The Kerr project (ERC Advanced Grant, €2.5M) on chiral superconductors, NewPhysicsInSpace, and EUVSBSMP demonstrate deep expertise in fundamental physics and spectroscopy.
KEEMILISE JA BIOLOOGILISE FUUSIKA INSTITUUT
Estonian physics and biophysics institute strong in superconductivity, THz spectroscopy, environmental nanotechnology, and chemical risk assessment.
Their core work
KBFI (National Institute of Chemical Physics and Biophysics) is Estonia's leading research institute at the intersection of physics, chemistry, and biophysics. Their core strengths span fundamental condensed matter physics — particularly superconductivity and THz spectroscopy — alongside applied environmental research in wastewater treatment and nanomaterial-based phosphorus recovery. They also contribute to European open science data infrastructure and chemical risk assessment, making them a versatile research partner that bridges theoretical physics with environmental problem-solving.
What they specialise in
NanoPhosTox develops nano-structured sorbent materials for phosphorus recovery from wastewater with integrated ecotoxicity assessment.
PRORISK focuses on adverse outcome pathways and chemical-biological interactions, while NanoPhosTox includes toxicological risk assessment of engineered nanoparticles.
EOSC-Nordic contributed to European Open Science Cloud services, data repositories, and FAIR data management across the Nordic-Baltic region.
ISABEL project participation supports sustainability of the European Magnetic Field Laboratory, linking to their spectroscopy and materials characterization work.
How they've shifted over time
KBFI's early H2020 work (2015–2019) centered on fundamental particle physics, open science data infrastructure, and chemical risk assessment — a scattered but intellectually diverse portfolio. From 2020 onward, they consolidated around two clearer pillars: applied environmental nanotechnology (phosphorus recovery, wastewater treatment) and advanced condensed matter physics (THz spectroscopy, superconductivity), crowned by a prestigious ERC Advanced Grant in 2021. The trajectory shows a maturing institute that moved from broad participation toward focused leadership in its strongest domains.
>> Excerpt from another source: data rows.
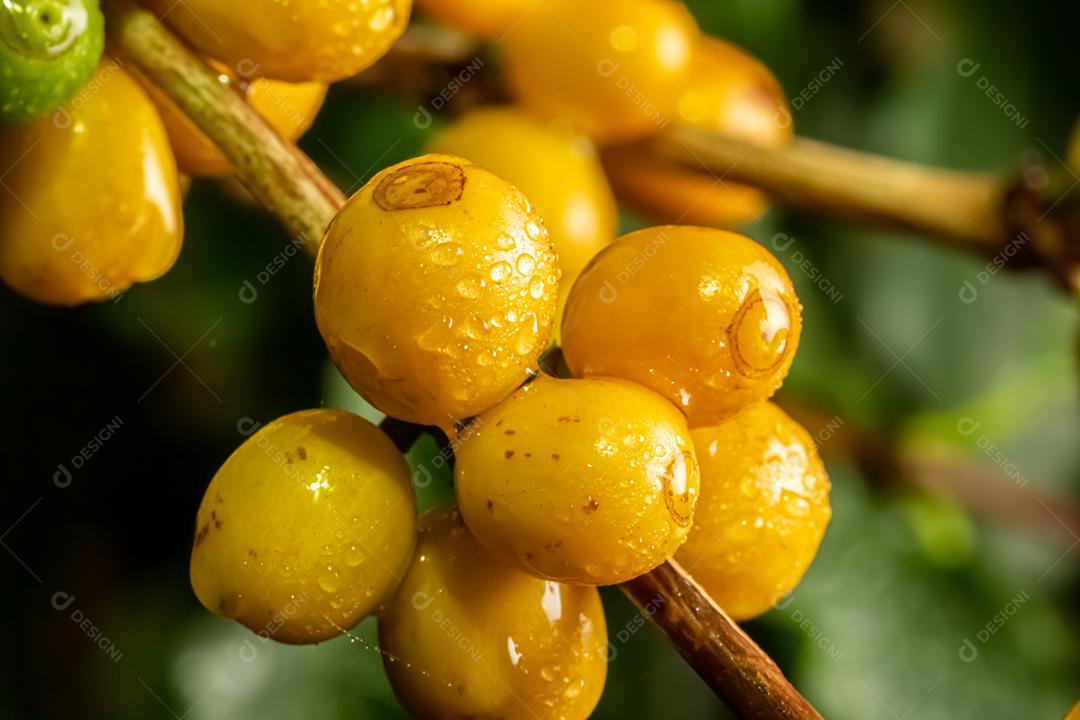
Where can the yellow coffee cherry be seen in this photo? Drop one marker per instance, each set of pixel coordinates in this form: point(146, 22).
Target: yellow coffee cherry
point(706, 317)
point(485, 18)
point(556, 170)
point(763, 512)
point(589, 481)
point(306, 528)
point(435, 289)
point(467, 636)
point(295, 41)
point(289, 108)
point(92, 202)
point(728, 93)
point(612, 68)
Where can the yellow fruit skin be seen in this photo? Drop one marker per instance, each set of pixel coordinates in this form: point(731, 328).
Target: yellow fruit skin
point(435, 289)
point(296, 41)
point(729, 93)
point(556, 170)
point(306, 528)
point(763, 512)
point(706, 317)
point(611, 68)
point(468, 636)
point(289, 108)
point(485, 18)
point(589, 481)
point(92, 202)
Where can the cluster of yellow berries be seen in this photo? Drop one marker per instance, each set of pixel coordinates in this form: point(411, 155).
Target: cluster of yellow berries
point(437, 288)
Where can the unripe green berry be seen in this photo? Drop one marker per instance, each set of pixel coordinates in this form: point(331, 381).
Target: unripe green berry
point(49, 49)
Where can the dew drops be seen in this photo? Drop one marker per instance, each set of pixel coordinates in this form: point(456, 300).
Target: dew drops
point(446, 255)
point(526, 263)
point(331, 582)
point(469, 287)
point(500, 271)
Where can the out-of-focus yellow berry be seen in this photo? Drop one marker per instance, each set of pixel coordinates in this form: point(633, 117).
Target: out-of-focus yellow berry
point(612, 68)
point(706, 317)
point(435, 289)
point(589, 481)
point(468, 636)
point(295, 41)
point(306, 528)
point(729, 93)
point(92, 202)
point(763, 512)
point(485, 18)
point(289, 108)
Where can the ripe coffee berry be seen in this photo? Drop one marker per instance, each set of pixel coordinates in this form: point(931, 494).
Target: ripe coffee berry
point(435, 289)
point(306, 528)
point(589, 481)
point(707, 318)
point(520, 648)
point(72, 232)
point(728, 93)
point(763, 512)
point(611, 68)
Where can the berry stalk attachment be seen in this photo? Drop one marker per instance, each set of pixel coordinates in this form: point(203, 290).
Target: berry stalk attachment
point(49, 49)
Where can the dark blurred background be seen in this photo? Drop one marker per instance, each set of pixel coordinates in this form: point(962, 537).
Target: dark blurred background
point(962, 602)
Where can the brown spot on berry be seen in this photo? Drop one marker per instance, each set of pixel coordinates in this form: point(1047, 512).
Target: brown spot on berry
point(420, 185)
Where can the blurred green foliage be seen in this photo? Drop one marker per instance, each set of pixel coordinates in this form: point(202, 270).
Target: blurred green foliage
point(906, 586)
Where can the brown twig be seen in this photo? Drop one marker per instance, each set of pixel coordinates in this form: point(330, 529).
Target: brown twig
point(962, 208)
point(1016, 503)
point(279, 175)
point(734, 667)
point(295, 190)
point(1017, 220)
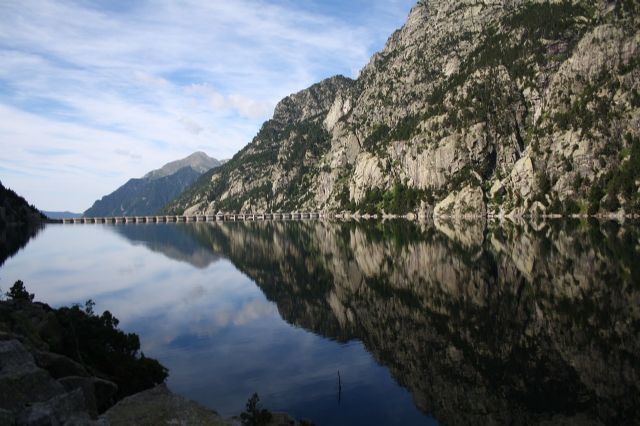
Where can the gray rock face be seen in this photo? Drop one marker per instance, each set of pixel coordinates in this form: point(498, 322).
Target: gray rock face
point(158, 406)
point(536, 99)
point(21, 380)
point(198, 161)
point(30, 396)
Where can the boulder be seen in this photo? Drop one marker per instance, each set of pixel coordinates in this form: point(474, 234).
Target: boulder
point(64, 409)
point(21, 380)
point(468, 203)
point(59, 365)
point(99, 394)
point(159, 406)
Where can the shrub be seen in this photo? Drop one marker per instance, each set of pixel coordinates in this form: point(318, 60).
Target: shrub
point(254, 414)
point(18, 292)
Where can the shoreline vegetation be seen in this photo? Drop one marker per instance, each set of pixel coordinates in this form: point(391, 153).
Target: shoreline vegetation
point(69, 365)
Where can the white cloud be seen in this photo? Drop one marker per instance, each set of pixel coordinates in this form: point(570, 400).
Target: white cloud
point(160, 79)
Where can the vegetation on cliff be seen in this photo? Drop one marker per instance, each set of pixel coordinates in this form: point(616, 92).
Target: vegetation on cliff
point(535, 103)
point(94, 341)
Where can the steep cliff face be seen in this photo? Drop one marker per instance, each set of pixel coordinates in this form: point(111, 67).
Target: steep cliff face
point(533, 104)
point(19, 221)
point(147, 195)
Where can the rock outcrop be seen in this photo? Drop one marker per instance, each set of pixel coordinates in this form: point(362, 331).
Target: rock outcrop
point(537, 99)
point(147, 195)
point(19, 221)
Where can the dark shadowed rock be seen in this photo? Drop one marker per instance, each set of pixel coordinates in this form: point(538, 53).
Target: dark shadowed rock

KBFI is concentrating its efforts on high-impact condensed matter physics (backed by major ERC funding) while building a parallel applied track in nanomaterial-based environmental solutions — expect future projects at this physics-environment interface.
How they like to work
KBFI coordinates half of its projects (4 of 8), showing strong project leadership capability unusual for a small Baltic research institute. With 152 unique partners across 33 countries, they operate as a well-connected hub rather than a peripheral participant. Their mix of coordinator roles in focused research (MSCA, ERC) and participant roles in large infrastructure consortia (EOSC-Nordic, ISABEL) suggests they are comfortable both leading specialized work and contributing to large-scale European initiatives.
KBFI has built an extensive network of 152 unique partners spanning 33 countries — remarkably broad for an Estonian institute with only 8 projects, indicating participation in several large consortia. Their geographic reach covers the full European research landscape with no obvious regional bias.
What sets them apart
KBFI is one of very few institutes in the Baltic states that has secured an ERC Advanced Grant, signaling world-class research leadership in condensed matter physics. Their rare combination of theoretical physics depth with applied environmental nanotechnology gives them an unusual bridging position — they can contribute both fundamental understanding and practical materials solutions. For consortium builders targeting Baltic representation with genuine scientific firepower, KBFI punches well above its weight.
Highlights from their portfolio
- KerrERC Advanced Grant worth €2.49M — by far their largest project and a mark of individual scientific excellence in chiral superconductor research using THz spectroscopy.
- NanoPhosToxUniquely combines nanotechnology engineering (phosphorus recovery sorbents) with ecotoxicity risk assessment — a coordinator role showing applied environmental leadership.
- EOSC-NordicParticipation in the Nordic-Baltic EOSC initiative demonstrates their role in regional research data infrastructure and FAIR data practices.